Including beets in your diet:

When buying beets choose those that are smooth skinned and are deep in color. Dodge the ones with dark spots, bruises or wet patches. You can skip washing your beets and place them in an airtight bag before storing in the refrigerator. This will help them last longer (2-3 weeks).

Raw: Beets will add a pop of color and sweetness when grated into any homemade salad or slaw.

Cooked: Prepare beets by steaming in a steamer for about 15 minutes or roasting in the oven until tender. After cooked the skin should rub off easily with a paper towel. Sliced cooked beets work well in a spinach salad, marinated in fresh herb vinaigrette, pureed in traditional borscht soup, pickled or as a simple roasted side dish to round out a healthy plate.
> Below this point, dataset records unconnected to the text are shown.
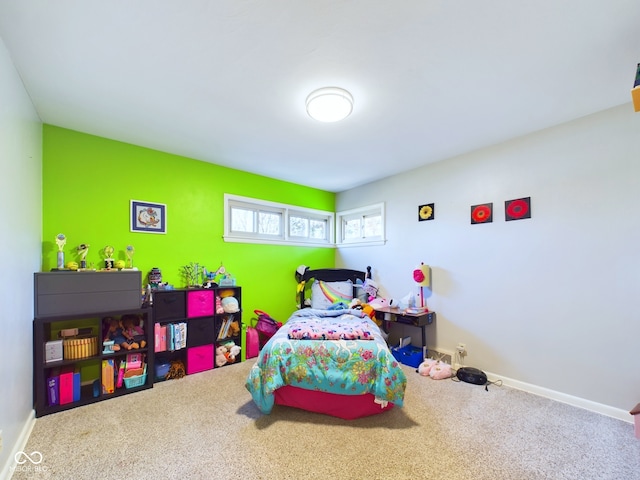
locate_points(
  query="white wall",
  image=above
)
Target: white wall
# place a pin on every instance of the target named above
(20, 253)
(549, 301)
*In this month’s newsletter, we’re sharing a recipe for Spinach Salad with Roasted Beets*

Did you know that…

Beetroot juice contains natural nitrite oxide? Nitrite oxide is a molecule that acts to dilate blood vessels allowing more blood and oxygen to flow to organs and muscles. For this the reason some athletes use beetroot juice supplements to improve their performance! However, like most nutrition queries, more research is needed to define dosage, timing and use of this supplement as studies have shown mixed results.